At the completion of our study we will have determined the role of arterial stiffness and load as determinants of coronary microvascular function in HFpEF patients, known to be at high risk for mortality, hospitalizations and adverse cardiovascular events. We will also establish the value of arterial stiffness as a biomarker for detection of coronary artery microvascular dysfunction, and thus, as a potential biomarker for early detection of coronary artery disease.

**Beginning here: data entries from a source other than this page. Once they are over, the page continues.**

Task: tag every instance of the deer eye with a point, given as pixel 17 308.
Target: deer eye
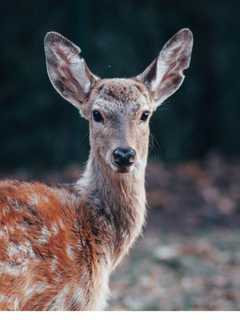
pixel 145 115
pixel 97 116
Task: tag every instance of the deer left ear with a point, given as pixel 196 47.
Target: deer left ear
pixel 67 70
pixel 165 75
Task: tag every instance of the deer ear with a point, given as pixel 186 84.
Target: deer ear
pixel 67 70
pixel 165 75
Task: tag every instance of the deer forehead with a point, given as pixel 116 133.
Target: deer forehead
pixel 121 95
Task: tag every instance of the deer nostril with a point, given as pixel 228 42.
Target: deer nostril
pixel 124 157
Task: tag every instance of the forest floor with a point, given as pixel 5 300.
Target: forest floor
pixel 188 257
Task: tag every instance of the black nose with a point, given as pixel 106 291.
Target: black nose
pixel 124 157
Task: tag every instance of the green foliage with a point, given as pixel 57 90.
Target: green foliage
pixel 118 38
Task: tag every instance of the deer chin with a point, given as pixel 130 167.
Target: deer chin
pixel 122 170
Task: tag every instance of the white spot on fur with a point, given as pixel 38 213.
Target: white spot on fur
pixel 55 229
pixel 69 251
pixel 58 303
pixel 11 301
pixel 35 289
pixel 12 270
pixel 44 235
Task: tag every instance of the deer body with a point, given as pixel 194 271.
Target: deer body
pixel 59 245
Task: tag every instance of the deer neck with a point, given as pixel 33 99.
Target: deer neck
pixel 120 198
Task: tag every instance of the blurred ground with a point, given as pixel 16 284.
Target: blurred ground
pixel 188 257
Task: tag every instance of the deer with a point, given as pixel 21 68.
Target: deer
pixel 60 244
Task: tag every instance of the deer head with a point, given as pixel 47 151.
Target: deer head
pixel 118 110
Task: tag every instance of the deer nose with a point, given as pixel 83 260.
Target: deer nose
pixel 124 157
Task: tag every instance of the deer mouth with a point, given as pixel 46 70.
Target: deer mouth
pixel 122 168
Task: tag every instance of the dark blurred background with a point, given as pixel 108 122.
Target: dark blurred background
pixel 189 256
pixel 118 38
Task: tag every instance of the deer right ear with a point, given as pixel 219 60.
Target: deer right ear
pixel 67 70
pixel 165 75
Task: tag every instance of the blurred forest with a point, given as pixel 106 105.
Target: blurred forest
pixel 118 38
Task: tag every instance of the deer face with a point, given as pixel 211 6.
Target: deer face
pixel 118 110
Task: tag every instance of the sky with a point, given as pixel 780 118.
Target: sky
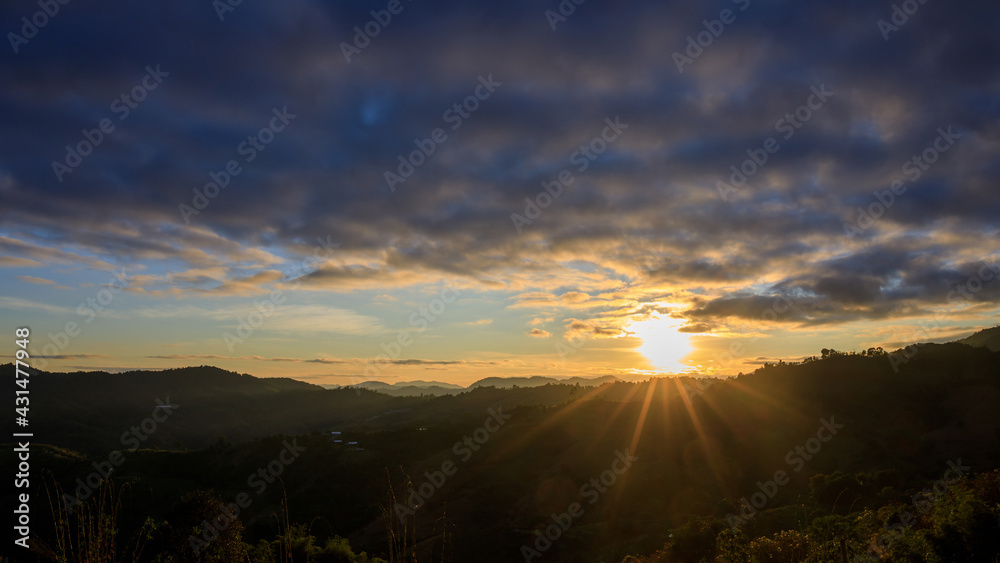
pixel 411 190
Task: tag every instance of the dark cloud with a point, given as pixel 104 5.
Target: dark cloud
pixel 324 175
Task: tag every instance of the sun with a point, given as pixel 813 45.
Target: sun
pixel 662 344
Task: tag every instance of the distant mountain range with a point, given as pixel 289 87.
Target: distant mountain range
pixel 437 388
pixel 989 338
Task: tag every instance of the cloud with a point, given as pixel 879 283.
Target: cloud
pixel 41 281
pixel 24 304
pixel 642 224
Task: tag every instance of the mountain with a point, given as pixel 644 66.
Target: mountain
pixel 988 338
pixel 406 388
pixel 830 452
pixel 538 380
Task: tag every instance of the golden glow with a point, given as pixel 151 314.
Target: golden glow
pixel 662 345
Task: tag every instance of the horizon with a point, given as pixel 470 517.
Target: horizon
pixel 340 193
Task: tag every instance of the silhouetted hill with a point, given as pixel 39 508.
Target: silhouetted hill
pixel 989 338
pixel 851 434
pixel 538 380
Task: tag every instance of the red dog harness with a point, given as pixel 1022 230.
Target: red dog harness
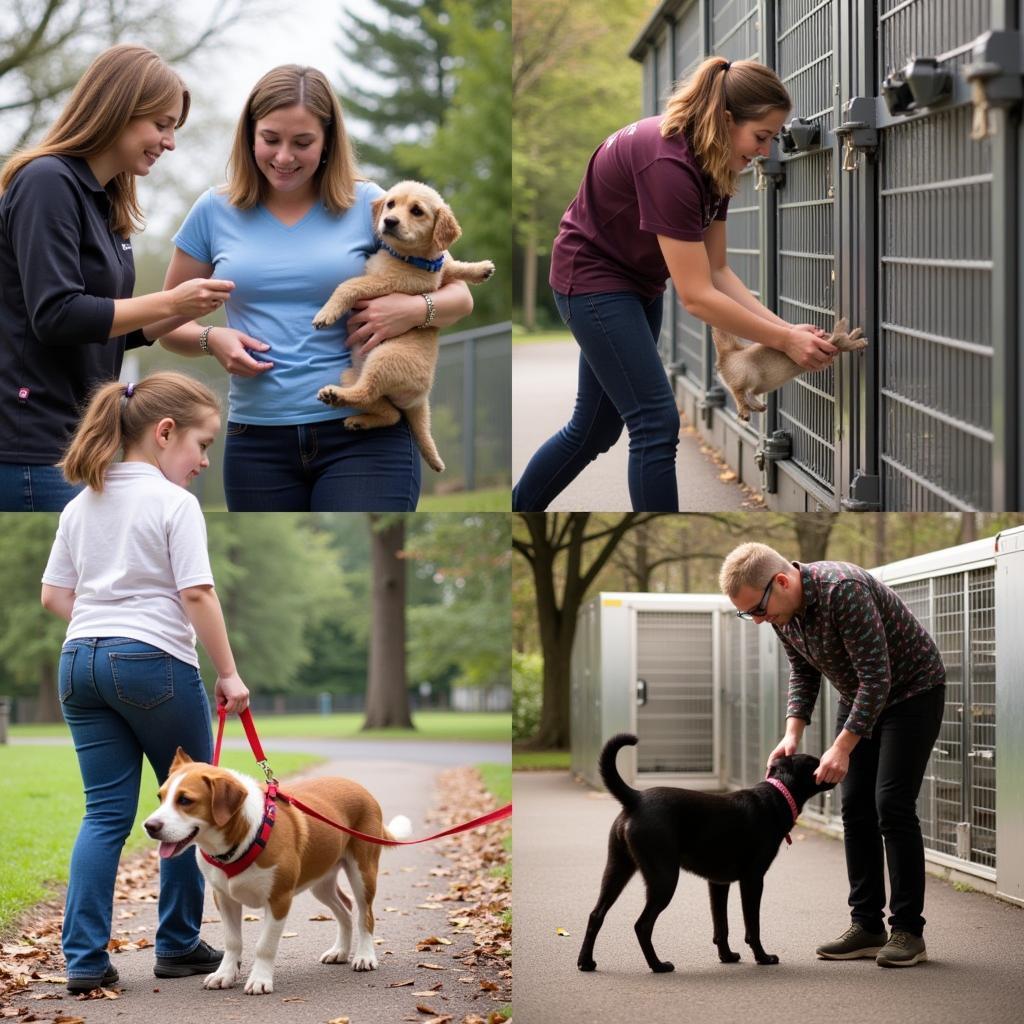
pixel 788 799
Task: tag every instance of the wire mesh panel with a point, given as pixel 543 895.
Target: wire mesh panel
pixel 935 288
pixel 806 261
pixel 981 640
pixel 675 662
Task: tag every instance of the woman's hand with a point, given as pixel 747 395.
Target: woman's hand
pixel 374 321
pixel 809 347
pixel 231 349
pixel 231 692
pixel 200 296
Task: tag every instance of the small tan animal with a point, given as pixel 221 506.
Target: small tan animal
pixel 260 853
pixel 416 227
pixel 750 370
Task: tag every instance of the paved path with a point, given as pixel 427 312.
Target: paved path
pixel 305 990
pixel 974 941
pixel 544 382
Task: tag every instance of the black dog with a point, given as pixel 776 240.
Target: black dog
pixel 724 839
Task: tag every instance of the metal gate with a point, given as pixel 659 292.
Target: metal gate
pixel 675 686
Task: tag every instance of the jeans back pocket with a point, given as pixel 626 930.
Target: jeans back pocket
pixel 142 680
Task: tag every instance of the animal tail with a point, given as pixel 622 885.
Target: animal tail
pixel 626 795
pixel 398 827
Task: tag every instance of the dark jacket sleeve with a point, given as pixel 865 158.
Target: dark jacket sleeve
pixel 45 231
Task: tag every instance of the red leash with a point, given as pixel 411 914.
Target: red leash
pixel 247 723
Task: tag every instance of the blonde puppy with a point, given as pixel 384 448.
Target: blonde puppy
pixel 416 227
pixel 750 370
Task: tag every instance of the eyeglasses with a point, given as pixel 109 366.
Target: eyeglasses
pixel 762 606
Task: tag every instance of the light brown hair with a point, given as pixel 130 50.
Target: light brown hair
pixel 115 420
pixel 293 85
pixel 745 89
pixel 751 564
pixel 123 83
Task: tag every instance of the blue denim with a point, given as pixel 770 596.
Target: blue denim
pixel 321 467
pixel 34 488
pixel 122 699
pixel 622 380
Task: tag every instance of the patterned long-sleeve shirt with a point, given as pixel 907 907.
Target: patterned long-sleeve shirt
pixel 856 632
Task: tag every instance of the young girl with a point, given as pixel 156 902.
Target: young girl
pixel 293 221
pixel 129 570
pixel 652 206
pixel 68 211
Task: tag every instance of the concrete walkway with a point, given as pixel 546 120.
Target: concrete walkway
pixel 544 383
pixel 305 990
pixel 974 941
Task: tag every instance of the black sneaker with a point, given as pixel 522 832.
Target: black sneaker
pixel 852 944
pixel 203 960
pixel 902 949
pixel 78 985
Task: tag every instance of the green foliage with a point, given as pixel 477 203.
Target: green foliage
pixel 527 671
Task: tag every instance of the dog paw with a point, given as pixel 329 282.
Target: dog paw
pixel 259 983
pixel 330 395
pixel 335 955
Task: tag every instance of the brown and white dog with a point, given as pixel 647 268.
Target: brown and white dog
pixel 416 226
pixel 224 814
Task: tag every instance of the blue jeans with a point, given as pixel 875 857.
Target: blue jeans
pixel 321 467
pixel 122 699
pixel 622 380
pixel 34 488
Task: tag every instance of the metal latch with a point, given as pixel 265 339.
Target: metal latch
pixel 921 84
pixel 799 135
pixel 994 75
pixel 775 449
pixel 857 132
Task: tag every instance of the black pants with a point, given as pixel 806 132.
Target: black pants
pixel 880 796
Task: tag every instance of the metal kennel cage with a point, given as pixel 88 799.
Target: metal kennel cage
pixel 893 198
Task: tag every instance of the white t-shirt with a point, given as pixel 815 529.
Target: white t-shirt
pixel 126 552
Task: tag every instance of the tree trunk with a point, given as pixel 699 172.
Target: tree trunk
pixel 529 283
pixel 387 693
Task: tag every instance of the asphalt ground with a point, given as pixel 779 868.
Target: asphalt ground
pixel 975 971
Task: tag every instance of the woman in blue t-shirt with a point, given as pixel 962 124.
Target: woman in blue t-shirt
pixel 294 221
pixel 652 206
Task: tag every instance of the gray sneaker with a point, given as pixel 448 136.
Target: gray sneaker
pixel 902 949
pixel 852 944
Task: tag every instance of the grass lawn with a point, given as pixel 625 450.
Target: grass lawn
pixel 438 725
pixel 541 760
pixel 43 785
pixel 491 500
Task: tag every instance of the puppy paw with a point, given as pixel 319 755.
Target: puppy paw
pixel 335 955
pixel 330 395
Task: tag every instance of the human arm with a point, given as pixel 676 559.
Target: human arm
pixel 374 321
pixel 203 609
pixel 228 346
pixel 59 600
pixel 690 270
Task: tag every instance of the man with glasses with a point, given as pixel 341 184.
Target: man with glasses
pixel 837 621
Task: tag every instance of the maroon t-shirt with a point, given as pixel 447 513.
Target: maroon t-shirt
pixel 637 185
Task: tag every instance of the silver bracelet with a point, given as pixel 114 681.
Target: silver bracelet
pixel 431 311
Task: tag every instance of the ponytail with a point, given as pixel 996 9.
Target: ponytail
pixel 745 89
pixel 118 416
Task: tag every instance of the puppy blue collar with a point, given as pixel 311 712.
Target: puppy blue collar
pixel 433 265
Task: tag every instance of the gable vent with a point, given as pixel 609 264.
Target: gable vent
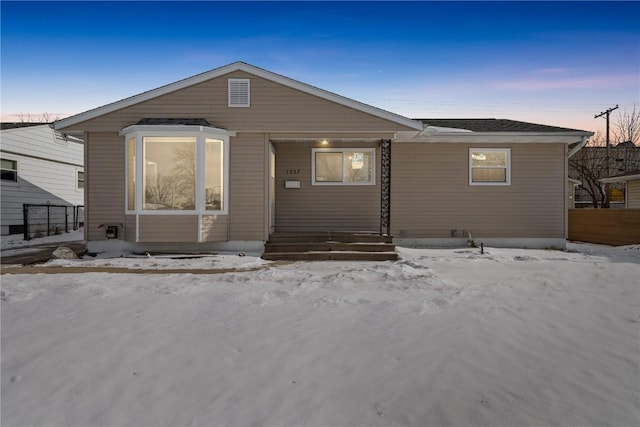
pixel 239 92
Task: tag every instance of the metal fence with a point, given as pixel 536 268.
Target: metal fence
pixel 49 220
pixel 614 227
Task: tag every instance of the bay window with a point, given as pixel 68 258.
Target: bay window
pixel 176 169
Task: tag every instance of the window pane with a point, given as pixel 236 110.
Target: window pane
pixel 131 172
pixel 489 159
pixel 214 187
pixel 329 167
pixel 80 180
pixel 358 166
pixel 169 173
pixel 9 170
pixel 489 175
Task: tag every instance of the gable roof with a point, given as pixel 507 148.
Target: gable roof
pixel 237 66
pixel 496 125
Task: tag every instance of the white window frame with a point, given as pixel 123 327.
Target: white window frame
pixel 342 150
pixel 201 134
pixel 230 82
pixel 507 168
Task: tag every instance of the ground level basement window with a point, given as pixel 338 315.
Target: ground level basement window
pixel 343 166
pixel 177 169
pixel 489 166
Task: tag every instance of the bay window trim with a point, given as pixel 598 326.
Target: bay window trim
pixel 201 134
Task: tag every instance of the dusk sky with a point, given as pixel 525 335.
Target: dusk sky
pixel 557 63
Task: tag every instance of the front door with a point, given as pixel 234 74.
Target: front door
pixel 272 189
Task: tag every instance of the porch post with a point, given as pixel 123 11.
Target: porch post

Blood pRessure and vAscular hEalth around menopause (BRAVE)
Principal Investigator:
Dr. Louise Pilote, McGill University Health Center
Co-Investigators:
Dr. Nadia Khan, University of British Colombia
Dr. Thais Coutinho, University of Ottawa Heart Institute
Dr. Stella Daskalopoulou, McGill University Health Center
Blood pRessure And Vascular hEalth around menopause (BRAVE) is one of the key projects of Research Priority Area Theme 2 of the Canadian Vascular Network and has now been amplified to include measures of cognitive impairment, novel methods of microvascular dysfunction detection and assessment of hemodynamic load with new VN collaborations. BRAVE is a multi-center study including pre- and postmenopausal women, and each site is responsible for measuring specific aspects. The McGill University Health centre (Montreal) is responsible for the measurement of microvascular dysfunction and arterial stiffness, the University of Ottawa Heart Institute investigates abnormal arterial hemodynamics, and the St Paul’s Hospital in Vancouver covers cognitive decline measures. All sites assess the role of biological and contextual factors on blood pressure (BP) variability in women around menopause. Our study will also serve to identify novel measures of microvascular dysfunction and other sub-clinical conditions associated with BP variability.
Still 1 in 5 women sustain a stroke in her life. The risk of vascular events in women increases around menopause. BP variability would be as important, as hypertension, if not more, in the prediction of vascular events, especially stroke. There is an urgent need to implement “primordial prevention” and slow down the progression of risk factors such as BP variability in menopausal women. There exists a knowledge gap about the determinants of BP variability, the so-called primordial causes. The risk factor profile of women around menopause is likely determined by biological and non-biological factors. Our project will identify these contexts into which BP profiles worsen around menopause. Another knowledge gap regards the biomarkers associated with BP variability. The identification of novel vascular biomarkers of BP variability will help target preventive strategies for a broader category of sub-clinical diseases and related conditions such as cognitive impairment.